I have often thought this while traveling with my dogs through the silent, snow-laden trees: All the plants are dormant here for more than seven months each year. It is only the four or five months of warmth - -that quick flourish of growth that allows them to live at all. And because the animals could not exist without plants, they are equally beholden to summer. So whatever inhabits the subarctic winter lives on borrowed time, or more accurately borrowed energy, that carries it across the abyss of winter. [Huslia journal, February 1977]
TO the cold eye of statistics, plants may seem to have little direct importance in the economies of subarctic people like the Koyukon. It is reasonable to estimate that plant foods have never composed over 10 percent of the overall diet though this could vary sharply from time to time. By this measure, few people in the world are less dependent on plants for food. But vegetation provides the Koyukon with the essential materials for housing, heating, and manufacture of equipment. When these uses are considered, few people anywhere depend more completely on plants for their survival, especially since the absolute imperative for hear can be met here only by burning wood.
The eagles are rare indeed in Koyukon country, if my own experience serves as judgment. Only occasionally is one sighted in the distance, making broad, easy sweeps and circles on its great wings. Like the hawks, these birds receive little attention from the Koyukon, an interesting contrast to their strong emotional and symbolic meanings in our own and many native American cultures. The golden eagle (Aquila chrysaëtos) and bald eagle (Haliacetus leucocephalus) are both named tilila, and old individuals of either species are called k'iyona'.
Eagles are not eaten or used, but there is no taboo on killing them should someone have a reason. For example, an old shaman had killed one and skinned it, then stretched the skin and kept it on a wall of his house. Perhaps he did this because the eagle is known as a great animal through its exploits in stories of the Distant Time, when it performed feats of extraordinary strength.
The Koyukon homeland is not a wilderness, nor has it been for millennia. This apparently untrodden forest and tundra country is thoroughly known by a people whose entire lives and cultural ancestry are inextricably associated with it. The lakes, hills, river bends, sloughs, and creeks are named and imbued with personal or cultural meanings. Indeed, to the Koyukon these lands are no more a wilderness than are farmlands to a farmer or streets to a city dweller. At best we can call them a wildland.
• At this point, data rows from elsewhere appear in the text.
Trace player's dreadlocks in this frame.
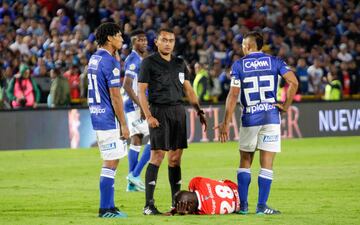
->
[243,31,264,50]
[95,22,121,46]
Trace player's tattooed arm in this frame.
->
[275,71,299,112]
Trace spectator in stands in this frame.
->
[6,64,40,109]
[219,67,231,102]
[307,59,324,96]
[33,58,49,77]
[64,65,80,101]
[337,43,353,62]
[0,0,360,106]
[193,63,211,102]
[296,58,309,94]
[48,68,71,108]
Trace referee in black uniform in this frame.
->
[138,29,207,215]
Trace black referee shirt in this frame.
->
[139,52,189,105]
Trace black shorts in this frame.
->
[150,104,187,151]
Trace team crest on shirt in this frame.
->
[129,63,136,70]
[113,68,120,77]
[179,72,185,84]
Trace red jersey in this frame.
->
[189,177,240,215]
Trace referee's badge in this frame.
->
[179,72,185,84]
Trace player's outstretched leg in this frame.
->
[256,168,280,215]
[143,163,161,215]
[99,167,127,218]
[237,168,251,214]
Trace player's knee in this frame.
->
[131,135,141,145]
[169,155,181,167]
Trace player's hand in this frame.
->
[198,110,207,132]
[176,201,189,215]
[213,123,229,143]
[120,125,130,140]
[273,103,288,112]
[140,109,146,120]
[146,116,160,128]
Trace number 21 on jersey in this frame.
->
[88,73,101,104]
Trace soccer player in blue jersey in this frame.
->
[219,32,298,215]
[123,30,151,192]
[88,23,129,218]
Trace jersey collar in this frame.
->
[98,48,113,56]
[248,51,263,55]
[195,191,201,210]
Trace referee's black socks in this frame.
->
[168,166,181,207]
[145,163,159,206]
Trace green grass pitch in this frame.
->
[0,137,360,225]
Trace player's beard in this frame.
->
[159,50,171,56]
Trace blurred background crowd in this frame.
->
[0,0,360,108]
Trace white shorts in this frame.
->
[96,129,127,160]
[126,110,150,137]
[239,124,281,152]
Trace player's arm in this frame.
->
[109,87,129,139]
[276,71,299,112]
[138,83,160,128]
[183,80,207,131]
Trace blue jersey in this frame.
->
[88,49,120,130]
[231,52,290,127]
[124,50,142,113]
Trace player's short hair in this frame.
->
[243,31,264,50]
[130,29,146,37]
[95,22,121,46]
[157,28,174,36]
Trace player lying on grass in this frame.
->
[168,177,240,215]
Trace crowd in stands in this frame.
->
[0,0,360,108]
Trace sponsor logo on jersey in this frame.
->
[89,55,101,70]
[89,106,106,115]
[243,57,271,72]
[110,79,120,84]
[113,68,120,77]
[129,63,136,70]
[263,135,279,142]
[179,72,185,84]
[100,142,116,151]
[230,77,241,88]
[246,103,276,113]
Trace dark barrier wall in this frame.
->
[0,101,360,150]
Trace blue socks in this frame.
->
[100,167,116,209]
[128,145,141,173]
[257,168,273,207]
[132,144,151,177]
[237,168,251,210]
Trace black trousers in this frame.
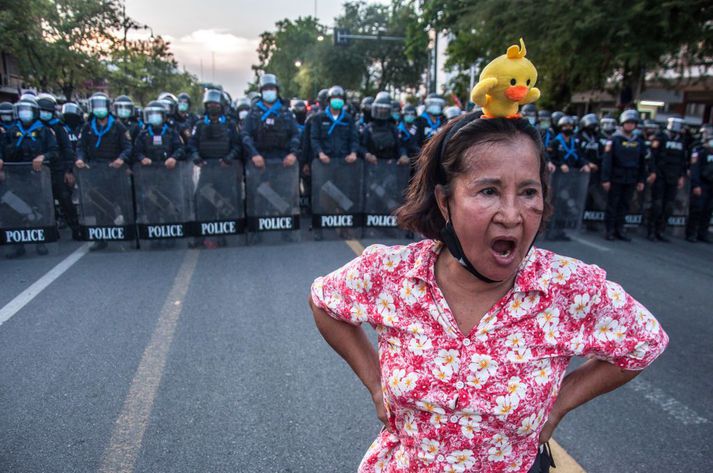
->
[686,182,713,238]
[647,174,678,233]
[604,182,636,233]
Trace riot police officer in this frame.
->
[186,89,242,165]
[686,130,713,243]
[0,96,57,258]
[241,74,300,168]
[37,93,82,241]
[310,85,359,164]
[601,110,646,241]
[134,100,185,169]
[416,94,446,148]
[0,102,15,134]
[646,117,688,242]
[176,92,198,143]
[362,94,409,165]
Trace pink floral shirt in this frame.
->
[312,240,668,473]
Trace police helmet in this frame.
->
[619,109,639,125]
[113,95,134,119]
[371,92,391,120]
[260,74,280,92]
[520,103,538,118]
[557,115,575,128]
[599,117,616,133]
[13,96,40,123]
[235,97,252,112]
[0,102,14,123]
[144,100,168,125]
[579,113,599,128]
[666,117,685,133]
[87,92,111,113]
[443,105,461,120]
[424,94,446,115]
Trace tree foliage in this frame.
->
[422,0,713,105]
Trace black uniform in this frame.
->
[76,115,132,162]
[310,107,359,159]
[361,120,406,159]
[647,133,688,236]
[134,124,186,162]
[188,115,243,162]
[414,112,444,149]
[601,132,647,236]
[240,99,300,160]
[686,146,713,241]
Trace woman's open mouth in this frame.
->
[490,237,517,266]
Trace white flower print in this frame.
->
[569,293,591,320]
[458,414,483,439]
[434,350,460,376]
[468,355,498,381]
[507,348,532,363]
[446,450,475,472]
[399,279,418,305]
[418,438,441,461]
[493,396,520,419]
[408,335,433,355]
[508,376,527,399]
[537,306,560,329]
[505,332,525,348]
[350,302,368,323]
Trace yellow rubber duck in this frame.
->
[470,38,540,118]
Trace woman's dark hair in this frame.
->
[396,115,551,240]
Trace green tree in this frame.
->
[422,0,713,106]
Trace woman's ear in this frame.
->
[435,184,450,222]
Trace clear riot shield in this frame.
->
[0,163,59,256]
[191,160,245,247]
[245,160,300,243]
[133,161,193,248]
[75,161,136,249]
[364,159,411,238]
[311,159,364,240]
[547,170,589,237]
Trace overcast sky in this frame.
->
[126,0,388,97]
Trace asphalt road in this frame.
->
[0,227,713,473]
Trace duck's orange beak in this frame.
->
[505,85,530,102]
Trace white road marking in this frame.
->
[99,250,200,473]
[0,243,89,325]
[625,378,708,425]
[570,235,611,251]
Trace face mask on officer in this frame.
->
[426,105,442,115]
[148,113,163,127]
[92,107,109,120]
[116,107,131,119]
[262,89,277,103]
[17,110,35,124]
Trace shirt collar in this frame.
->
[405,240,552,294]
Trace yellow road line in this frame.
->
[345,240,586,473]
[99,250,200,473]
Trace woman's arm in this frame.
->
[540,359,641,444]
[309,297,390,430]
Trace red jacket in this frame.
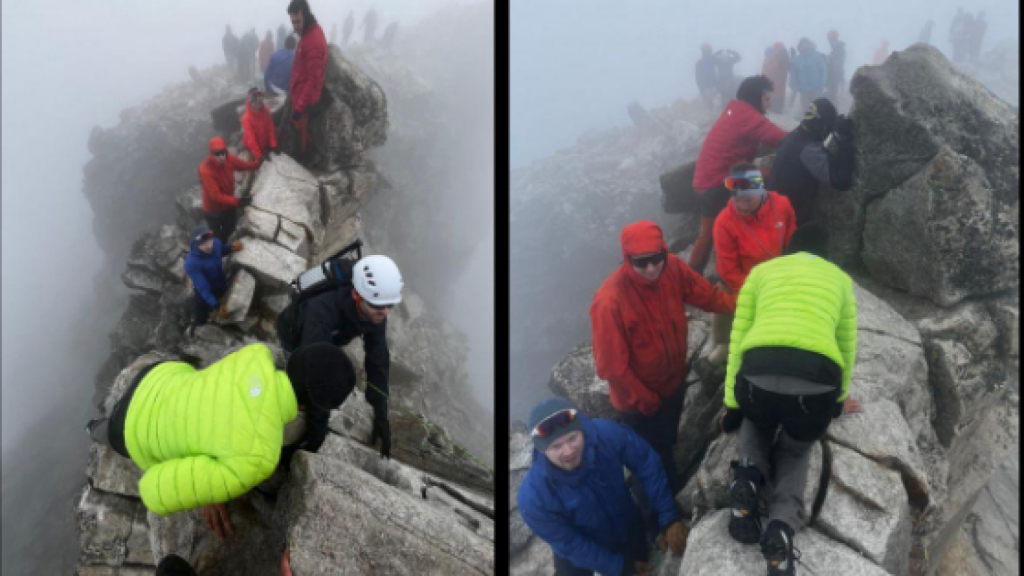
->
[590,221,736,416]
[715,192,797,294]
[199,153,259,212]
[693,100,786,188]
[288,24,327,112]
[242,99,278,160]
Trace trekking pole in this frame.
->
[364,380,495,476]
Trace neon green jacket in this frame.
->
[725,252,857,409]
[125,344,298,516]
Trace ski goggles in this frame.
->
[630,252,666,270]
[725,174,765,194]
[529,408,579,438]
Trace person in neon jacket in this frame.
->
[721,223,859,575]
[87,343,355,516]
[516,398,688,576]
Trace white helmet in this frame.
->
[352,255,402,306]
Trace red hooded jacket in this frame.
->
[242,99,278,160]
[199,153,259,212]
[693,100,786,193]
[288,23,327,112]
[715,192,797,294]
[590,221,736,416]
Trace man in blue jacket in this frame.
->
[518,398,689,576]
[263,35,295,94]
[185,224,243,333]
[790,38,828,115]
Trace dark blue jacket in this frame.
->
[518,415,679,575]
[185,238,231,308]
[263,48,295,92]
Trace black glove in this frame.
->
[370,417,391,460]
[836,114,853,140]
[722,408,743,434]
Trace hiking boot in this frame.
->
[729,461,761,544]
[761,520,800,576]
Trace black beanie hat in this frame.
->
[288,342,355,410]
[157,554,196,576]
[786,220,828,260]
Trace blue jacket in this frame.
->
[517,415,679,574]
[185,238,231,308]
[263,48,295,92]
[790,49,828,92]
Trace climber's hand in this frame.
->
[370,418,391,460]
[201,504,234,540]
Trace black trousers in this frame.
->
[555,512,648,576]
[203,208,239,244]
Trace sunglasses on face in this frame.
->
[725,176,764,192]
[530,408,577,438]
[630,252,665,270]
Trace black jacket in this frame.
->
[768,126,857,225]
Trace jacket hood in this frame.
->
[620,220,669,286]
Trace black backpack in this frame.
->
[274,239,362,353]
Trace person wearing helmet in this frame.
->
[693,164,797,387]
[590,221,736,524]
[86,343,355,537]
[768,98,857,227]
[283,255,402,458]
[199,137,261,244]
[696,42,724,114]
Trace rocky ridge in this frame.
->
[510,45,1019,575]
[77,42,494,575]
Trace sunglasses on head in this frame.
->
[725,176,764,192]
[630,252,665,270]
[530,408,578,438]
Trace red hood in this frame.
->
[620,220,669,287]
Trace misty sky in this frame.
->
[509,0,1020,169]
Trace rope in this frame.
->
[364,380,495,476]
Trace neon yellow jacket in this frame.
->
[125,344,298,516]
[725,252,857,409]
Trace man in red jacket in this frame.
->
[288,0,327,154]
[590,221,736,495]
[199,137,262,244]
[693,164,797,385]
[242,88,278,160]
[689,76,786,274]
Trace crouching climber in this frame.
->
[276,255,402,458]
[184,224,245,335]
[693,164,797,387]
[199,137,261,244]
[242,88,278,161]
[288,0,329,158]
[721,223,860,576]
[517,398,689,576]
[86,344,355,536]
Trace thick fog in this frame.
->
[2,0,494,575]
[509,0,1020,168]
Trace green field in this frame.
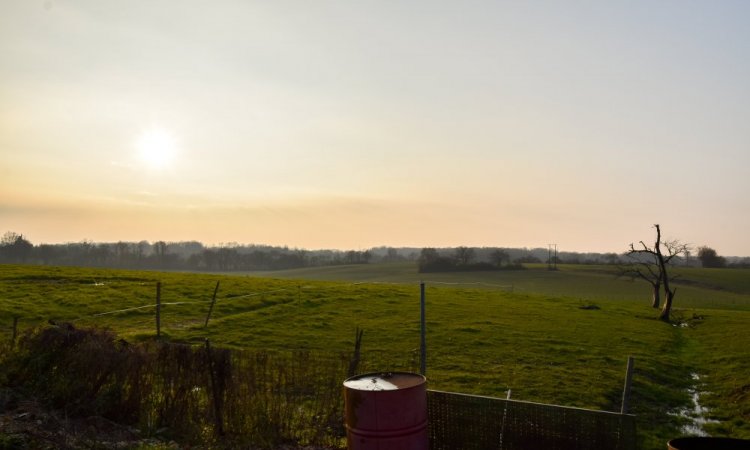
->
[0,263,750,448]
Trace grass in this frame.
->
[0,264,750,448]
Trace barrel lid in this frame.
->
[344,372,426,391]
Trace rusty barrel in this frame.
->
[344,372,428,450]
[667,437,750,450]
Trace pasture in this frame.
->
[0,263,750,448]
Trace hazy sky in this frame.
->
[0,0,750,256]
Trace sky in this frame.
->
[0,0,750,256]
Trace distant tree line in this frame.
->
[0,231,750,272]
[0,232,376,272]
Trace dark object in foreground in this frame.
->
[667,437,750,450]
[344,372,429,450]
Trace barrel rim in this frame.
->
[667,436,750,450]
[342,370,427,392]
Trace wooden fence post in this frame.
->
[620,356,634,414]
[203,281,219,328]
[10,316,18,349]
[206,338,224,436]
[156,281,161,339]
[347,327,365,377]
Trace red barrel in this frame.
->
[344,372,429,450]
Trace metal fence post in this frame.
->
[419,281,427,376]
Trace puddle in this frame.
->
[671,373,719,437]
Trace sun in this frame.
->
[135,128,177,169]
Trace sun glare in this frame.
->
[136,128,177,169]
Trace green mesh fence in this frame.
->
[427,391,636,450]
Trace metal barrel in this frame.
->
[667,437,750,450]
[344,372,429,450]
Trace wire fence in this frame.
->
[0,280,513,339]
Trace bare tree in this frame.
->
[628,224,689,322]
[455,247,474,266]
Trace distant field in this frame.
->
[0,263,750,448]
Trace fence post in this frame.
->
[10,316,18,349]
[419,281,427,376]
[156,281,161,339]
[206,338,224,436]
[347,327,365,377]
[620,356,634,414]
[203,281,219,328]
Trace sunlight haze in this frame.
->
[0,0,750,256]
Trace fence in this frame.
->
[427,391,636,450]
[3,324,635,450]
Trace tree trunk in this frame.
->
[651,283,661,309]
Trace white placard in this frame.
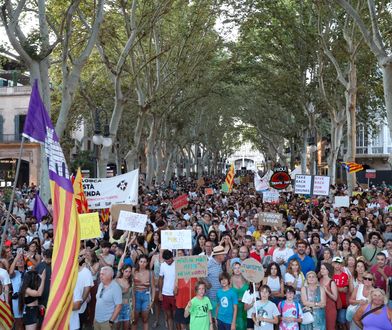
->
[334,196,350,207]
[312,175,331,196]
[294,174,312,195]
[263,190,279,204]
[117,210,147,233]
[82,169,139,210]
[161,230,192,250]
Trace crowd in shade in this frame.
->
[0,177,392,330]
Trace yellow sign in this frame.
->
[79,212,101,239]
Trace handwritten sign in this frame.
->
[161,230,192,250]
[172,194,188,210]
[313,175,331,196]
[176,256,208,278]
[117,210,147,233]
[259,212,283,227]
[241,258,264,283]
[78,212,101,240]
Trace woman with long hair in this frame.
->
[132,255,155,330]
[301,271,326,330]
[263,262,284,305]
[116,265,133,330]
[19,269,46,330]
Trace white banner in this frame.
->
[161,230,192,250]
[117,210,147,233]
[82,169,139,210]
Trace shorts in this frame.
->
[246,319,255,329]
[174,308,190,324]
[23,306,39,325]
[135,290,150,313]
[162,294,176,311]
[116,304,131,322]
[337,309,347,324]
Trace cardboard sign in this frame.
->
[117,210,147,233]
[312,175,331,196]
[263,190,279,204]
[161,230,192,250]
[294,174,312,195]
[176,256,208,278]
[110,204,133,222]
[78,212,101,240]
[172,194,188,210]
[241,258,264,283]
[259,212,283,227]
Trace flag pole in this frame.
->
[0,135,25,252]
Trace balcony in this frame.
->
[0,86,31,96]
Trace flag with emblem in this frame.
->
[23,80,80,329]
[341,162,364,174]
[225,164,234,191]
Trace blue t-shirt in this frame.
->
[216,288,238,324]
[287,253,316,276]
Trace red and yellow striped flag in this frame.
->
[225,164,234,191]
[73,167,90,214]
[23,80,80,330]
[0,299,14,330]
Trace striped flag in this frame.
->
[23,80,80,329]
[225,164,234,191]
[0,299,14,330]
[341,162,364,174]
[73,167,89,214]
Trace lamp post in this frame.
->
[93,108,113,178]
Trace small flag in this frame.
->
[0,299,14,330]
[33,192,49,223]
[225,164,234,191]
[73,167,89,214]
[340,162,364,174]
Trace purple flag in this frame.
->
[23,79,73,192]
[33,192,49,222]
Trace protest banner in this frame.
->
[161,230,192,250]
[117,210,147,233]
[333,196,350,207]
[176,256,208,278]
[259,212,283,227]
[78,212,101,240]
[263,190,279,204]
[110,204,134,222]
[241,258,264,283]
[172,194,188,210]
[82,169,139,210]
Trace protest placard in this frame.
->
[172,194,188,210]
[161,230,192,250]
[333,196,350,207]
[263,190,279,204]
[259,212,283,227]
[117,210,147,233]
[176,256,208,278]
[110,204,134,222]
[78,212,101,240]
[241,258,264,283]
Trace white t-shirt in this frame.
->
[159,262,176,296]
[252,300,280,330]
[241,290,260,319]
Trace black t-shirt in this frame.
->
[36,261,52,307]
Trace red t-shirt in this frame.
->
[333,272,348,308]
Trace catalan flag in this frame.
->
[0,299,14,330]
[340,162,364,174]
[225,164,234,191]
[23,80,80,329]
[73,167,89,214]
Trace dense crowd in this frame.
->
[0,178,392,330]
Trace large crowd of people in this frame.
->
[0,177,392,330]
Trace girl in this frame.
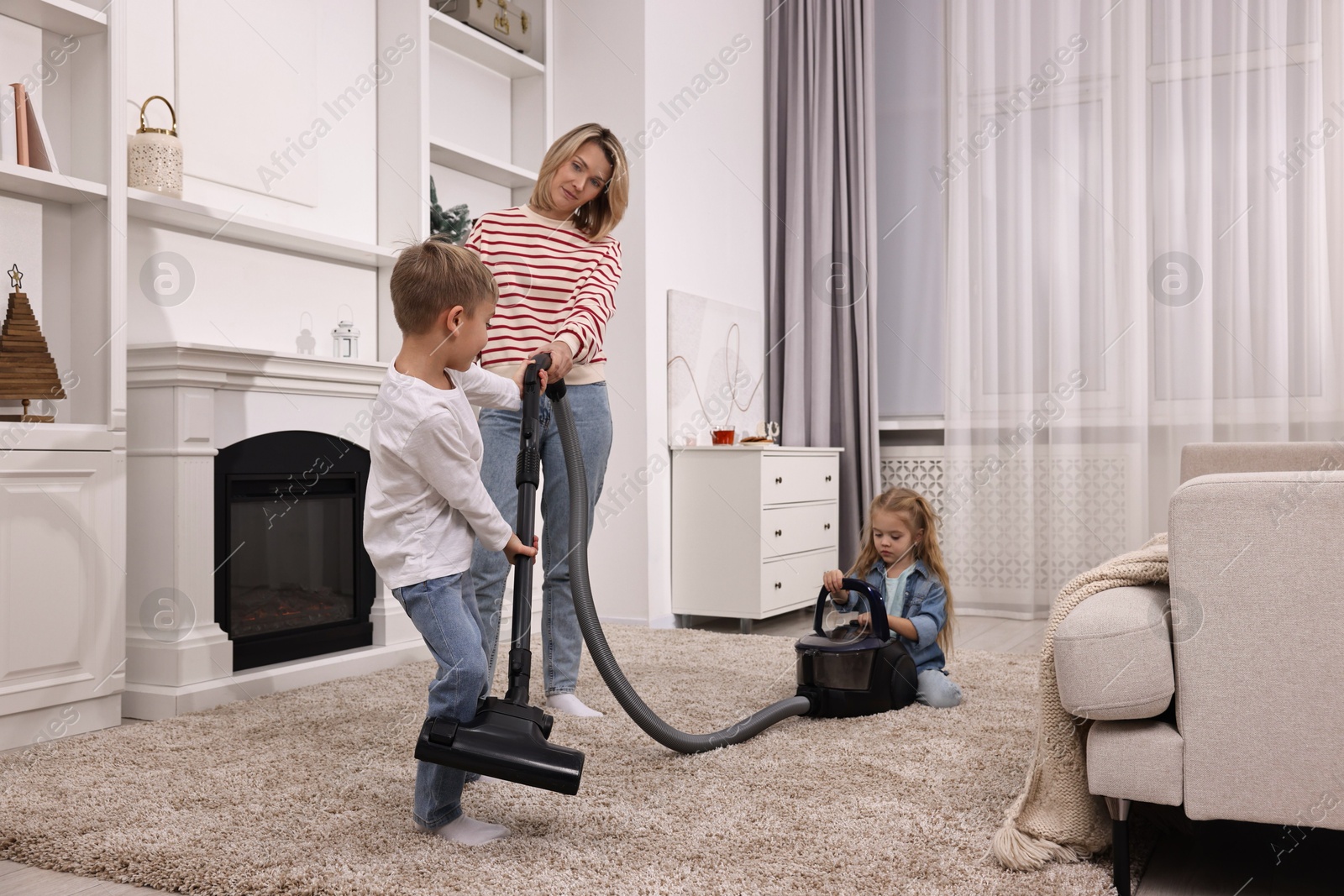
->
[822,489,961,708]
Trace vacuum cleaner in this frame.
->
[415,354,916,795]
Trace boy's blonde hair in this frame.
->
[391,237,500,336]
[528,123,630,240]
[849,488,952,654]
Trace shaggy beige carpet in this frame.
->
[0,626,1139,896]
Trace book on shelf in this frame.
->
[0,83,60,175]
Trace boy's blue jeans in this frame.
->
[392,572,486,827]
[472,383,612,696]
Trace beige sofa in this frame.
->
[1055,439,1344,896]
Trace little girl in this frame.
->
[822,489,961,708]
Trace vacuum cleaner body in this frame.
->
[795,579,918,719]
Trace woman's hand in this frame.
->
[822,569,849,602]
[546,340,574,380]
[513,361,549,395]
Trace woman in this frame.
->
[466,123,629,716]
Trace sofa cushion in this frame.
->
[1055,585,1176,719]
[1087,719,1185,806]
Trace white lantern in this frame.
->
[126,97,181,199]
[332,305,359,359]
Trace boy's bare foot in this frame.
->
[415,815,508,846]
[546,693,602,719]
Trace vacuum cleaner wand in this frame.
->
[504,352,548,706]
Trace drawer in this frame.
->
[761,549,838,616]
[761,501,840,558]
[761,454,840,504]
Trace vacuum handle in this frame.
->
[522,352,564,401]
[811,579,891,641]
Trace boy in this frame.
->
[365,239,544,846]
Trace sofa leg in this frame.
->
[1106,797,1129,896]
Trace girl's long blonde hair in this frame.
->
[849,488,952,654]
[528,123,630,242]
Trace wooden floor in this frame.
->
[0,610,1344,896]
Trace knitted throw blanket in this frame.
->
[993,532,1167,871]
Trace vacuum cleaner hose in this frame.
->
[551,396,811,753]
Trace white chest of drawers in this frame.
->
[672,445,842,631]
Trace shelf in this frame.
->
[878,417,946,432]
[126,188,396,267]
[0,422,126,448]
[0,0,108,36]
[428,9,546,78]
[0,161,108,204]
[428,139,536,186]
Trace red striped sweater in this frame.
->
[466,206,621,385]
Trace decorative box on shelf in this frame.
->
[672,443,843,631]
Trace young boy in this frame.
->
[365,239,536,846]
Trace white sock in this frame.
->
[415,815,508,846]
[546,693,602,719]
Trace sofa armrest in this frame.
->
[1180,441,1344,482]
[1169,470,1344,829]
[1055,585,1176,720]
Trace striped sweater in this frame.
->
[466,206,621,385]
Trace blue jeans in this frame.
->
[472,383,612,696]
[392,572,489,827]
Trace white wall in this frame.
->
[126,0,384,360]
[874,0,948,417]
[555,0,766,626]
[642,0,768,625]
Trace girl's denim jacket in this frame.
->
[849,558,948,672]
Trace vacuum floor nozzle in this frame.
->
[415,697,583,797]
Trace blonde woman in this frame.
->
[466,123,629,716]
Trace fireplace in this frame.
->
[215,430,375,672]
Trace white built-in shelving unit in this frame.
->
[378,0,554,359]
[128,188,396,267]
[0,0,554,750]
[0,0,126,750]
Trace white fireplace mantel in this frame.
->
[123,343,428,719]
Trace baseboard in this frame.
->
[0,693,121,760]
[957,605,1050,621]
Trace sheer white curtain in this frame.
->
[932,0,1344,616]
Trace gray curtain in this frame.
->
[764,0,880,567]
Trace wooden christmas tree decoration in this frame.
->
[0,265,66,423]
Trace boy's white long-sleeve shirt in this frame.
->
[365,364,522,589]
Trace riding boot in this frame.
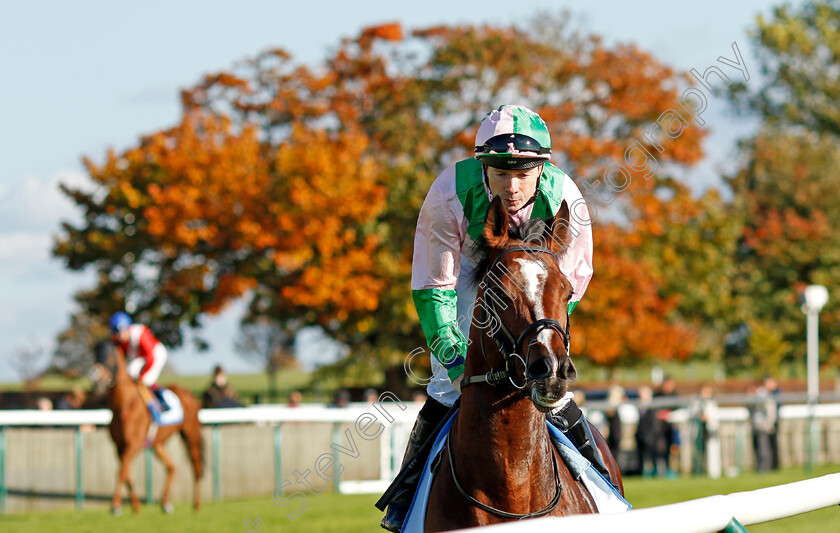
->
[379,414,437,533]
[548,400,615,485]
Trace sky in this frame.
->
[0,0,800,381]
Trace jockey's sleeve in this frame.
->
[137,326,160,360]
[559,177,594,314]
[411,177,467,380]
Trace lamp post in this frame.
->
[802,285,828,473]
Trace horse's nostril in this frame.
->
[528,357,554,380]
[557,357,577,381]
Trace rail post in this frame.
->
[213,424,222,501]
[75,426,85,511]
[274,422,283,487]
[0,426,9,514]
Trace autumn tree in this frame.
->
[48,312,110,377]
[727,0,840,369]
[55,15,705,390]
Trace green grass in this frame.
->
[0,466,840,533]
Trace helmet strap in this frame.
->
[481,163,545,212]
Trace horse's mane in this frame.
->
[470,218,546,285]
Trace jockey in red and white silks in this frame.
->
[411,106,593,406]
[111,313,167,388]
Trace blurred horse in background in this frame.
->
[94,341,204,515]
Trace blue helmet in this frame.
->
[108,311,131,333]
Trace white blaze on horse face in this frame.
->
[514,258,552,349]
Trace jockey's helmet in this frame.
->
[108,311,131,333]
[475,105,551,170]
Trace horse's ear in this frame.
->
[545,200,572,257]
[483,196,510,248]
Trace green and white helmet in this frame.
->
[475,105,551,170]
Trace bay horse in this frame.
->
[96,341,204,515]
[425,197,624,531]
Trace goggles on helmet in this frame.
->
[475,133,551,159]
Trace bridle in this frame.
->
[461,245,571,390]
[446,245,571,520]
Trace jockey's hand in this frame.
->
[452,374,464,394]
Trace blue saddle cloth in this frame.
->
[148,388,184,427]
[401,411,632,533]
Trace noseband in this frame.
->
[461,246,571,390]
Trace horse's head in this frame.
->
[467,197,577,411]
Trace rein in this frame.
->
[446,430,563,520]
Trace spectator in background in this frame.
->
[764,376,782,470]
[604,385,627,460]
[35,396,52,411]
[636,387,664,477]
[655,376,680,477]
[286,390,303,407]
[691,384,721,478]
[750,376,779,472]
[201,365,242,408]
[330,389,350,407]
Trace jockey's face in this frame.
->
[112,328,129,342]
[486,165,542,213]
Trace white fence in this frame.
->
[0,400,421,512]
[452,474,840,533]
[0,402,840,512]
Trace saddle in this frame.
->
[401,412,632,533]
[140,385,184,426]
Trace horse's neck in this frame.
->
[454,384,554,490]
The fact that Westerners identify this remote country as wilderness reflects their inability to conceive of occupying and utilizing an environment without fundamentally altering its natural state. But the Koyukon people and their ancestors have done precisely this over a protracted span of time. From this standpoint, they have made a highly effective adjustment to living as members of an ecosystem, pursuing a form of adaptation that fosters the successful coexistence of humanity and nature within a single community.
Almost every day had moments and experiences that seemed profound to me. My senses could scarcely contain the beauty around me. Sometimes I am overwhelmed by my feelings for this place and people, and I wish for a way to possess them in words or pictures. But neither will do, and the most I can hope for is a memory that is burned forever into the core of my mind.